Les cinéastes gabonais ont durant cinquante années, de 1962 à 2012, œuvré pour donner à voir et à entendre l’imaginaire gabonais, à travers l’expression d’une pensée insoumise,

garant d’une créativité qui n’a pas toujours pu trouver les moyens de s’exprimer telle qu’elle l’aurait souhaitée mais qui pour avoir gagné son indépendance s’est trouvée parfois malmenée, mal aimée, car ayant pu se filmer souvent sans les moyens extérieurs. Des moyens dont le cinéma africain est largement tributaire et qui ont dans certains cas pu générer des effets pervers.

En proposant cette rétrospective, l’intention est d’aller à la rencontre des principales étapes, périodes et générations du cinéma gabonais afin qu’elles contribuent à la formation d’une culture cinématographique nationale. Mais aussi de s’interroger à travers son passé, sur son histoire, son identité et le destin de tout un peuple et ses avatars.

AUJOURD’HUI, UN JOUR NOUVEAU

Tout d’abord avec des films invisibles depuis près de trente ans, Sur le sentier du requiem et Identité de Pierre-Marie Dong, et Il était une fois Libreville de Simon Augé, retrouvés grâce à l’engagement de l’Institut Gabonais de l’Image et du Son et de la cinémathèque de l’Institut Français notre partenaire privilégié, avec lequel nous semons à tout écran. Mais d’autres œuvres telles que Lessigny, Carrefour humain, Bonne nuit Balthazar, Chouchou cosmonaute, Où vas-tu Koumba, Ilombé demeurent encore introuvables.

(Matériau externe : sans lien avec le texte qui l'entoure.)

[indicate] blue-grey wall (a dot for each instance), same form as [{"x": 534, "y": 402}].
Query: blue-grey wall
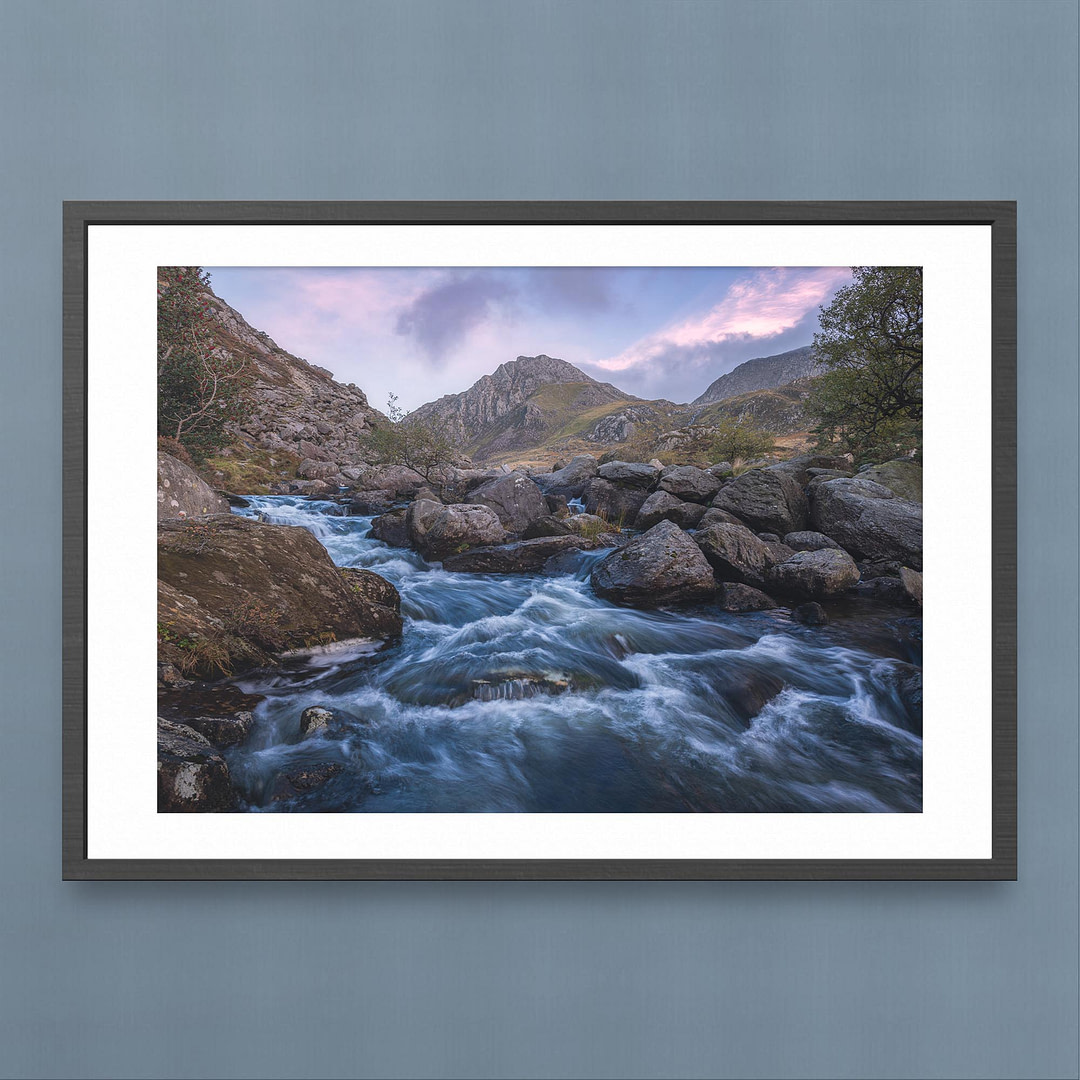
[{"x": 537, "y": 100}]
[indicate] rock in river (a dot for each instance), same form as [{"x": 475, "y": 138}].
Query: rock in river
[
  {"x": 734, "y": 553},
  {"x": 662, "y": 566},
  {"x": 515, "y": 498},
  {"x": 815, "y": 574},
  {"x": 690, "y": 484},
  {"x": 184, "y": 494},
  {"x": 868, "y": 521},
  {"x": 526, "y": 556},
  {"x": 270, "y": 588},
  {"x": 768, "y": 500},
  {"x": 436, "y": 530},
  {"x": 192, "y": 777}
]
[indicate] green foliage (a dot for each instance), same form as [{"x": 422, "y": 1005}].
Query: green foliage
[
  {"x": 738, "y": 439},
  {"x": 201, "y": 389},
  {"x": 869, "y": 399},
  {"x": 424, "y": 446}
]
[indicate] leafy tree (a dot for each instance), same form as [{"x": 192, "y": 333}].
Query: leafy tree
[
  {"x": 201, "y": 388},
  {"x": 422, "y": 445},
  {"x": 738, "y": 439},
  {"x": 869, "y": 399}
]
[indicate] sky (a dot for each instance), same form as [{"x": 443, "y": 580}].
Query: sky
[{"x": 423, "y": 332}]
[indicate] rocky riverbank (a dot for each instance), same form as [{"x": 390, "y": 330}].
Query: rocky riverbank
[{"x": 239, "y": 594}]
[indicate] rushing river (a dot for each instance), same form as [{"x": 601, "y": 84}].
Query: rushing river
[{"x": 529, "y": 693}]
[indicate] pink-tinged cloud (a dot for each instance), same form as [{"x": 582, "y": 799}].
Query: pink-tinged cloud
[{"x": 760, "y": 306}]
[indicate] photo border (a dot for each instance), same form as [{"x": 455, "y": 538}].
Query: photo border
[{"x": 1001, "y": 217}]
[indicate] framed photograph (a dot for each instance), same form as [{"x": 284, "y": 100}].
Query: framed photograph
[{"x": 539, "y": 540}]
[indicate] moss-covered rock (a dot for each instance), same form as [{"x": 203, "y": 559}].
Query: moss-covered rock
[{"x": 234, "y": 592}]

Philippe Mory le premier des pionniers auréolé du trophée de la Licorne d’Or au 32ème Festival International du Film d’Amiens pour l’ensemble de sa carrière, nous revient avec les films La Cage et Les tam-tams se sont tus. Dans le même élan l’on pourra voir Obali et Demain un jour nouveau de Pierre Marie Dong et Charles Mensah deux auteurs talentueux qui ont marqué durablement le cinéma gabonais et africain.

Mais l’on ne peut parler de notre cinéma sans évoquer la politique de coproduction développée par Charles Mensah qui a permis de produire quelques films majeurs du cinéma africain dont Le grand blanc de Lambaréné de Bassek Ba Kobhio. Un film qui traduit l’implication du Gabon dans le panafricanisme cinématographique africain.

Le documentaire gabonais gagne en sympathie, aussi nous avons voulu à travers deux films exceptionnels Le Maréchalat du roi dieu de Yveline Nathalie Pontalier et L’épopée de la musique gabonaise Acte I de Joël Moundounga montrer le chemin qu’il trace.

Un autre chemin est celui du cinéma «underground» gabonais très actif ces cinq dernières années grâce à l’obstination généreuse de ses acteurs et qui impose une écriture à laquelle adhère un large public. Deux de ces productions L’Amour du diable de Melchy Obiang et Amour ou sentiment de Van Mabadi seront ici à l’honneur.

Le cinéma gabonais accueille de nouveaux visages, nombreux aujourd’hui, demain une multitude. Nous n’allons pas tous les citer mais déjà des noms s’imposent à nous. Ceux de Nadine Otsobogo, Manouchka Labouba, Pauline Mvélé, Alice Atérianus-Owanga, Samantha Biffot, Fernand Lépoko, Marc Tchicot, Frank Onouviet, Phil Ibinga, Murphy Ongagna, Filip Vijoglavin. Ils auront à cœur de s’accomplir et de légitimer un cinéma qui a su habilement mêler les aspects politiques, artistiques et commerciaux.

Notre vœu enfin est de voir cet événement se reproduire et s’amplifier ici ou ailleurs. Aussi allons-nous prolonger ce programme dans les mois, les années qui viennent avec le court-métrage ou le documentaire ou les productions de la télévision. Nous allons éditer des dvd sur l’histoire du cinéma au Gabon pour consolider ces acquis. Et, qui sait, susciter la publication de textes d’analyses critiques de l’histoire du cinéma gabonais.

Nous n’oublions pas que nous sommes des fabricants de mémoire et c’est elle qui permet le lien entre les anciennes et les nouvelles générations qui sont un nouveau peuple. Une mémoire à l’identité plurielle qui s’inscrit dans notre volonté d’affirmer la nécessaire prise en main de notre destin.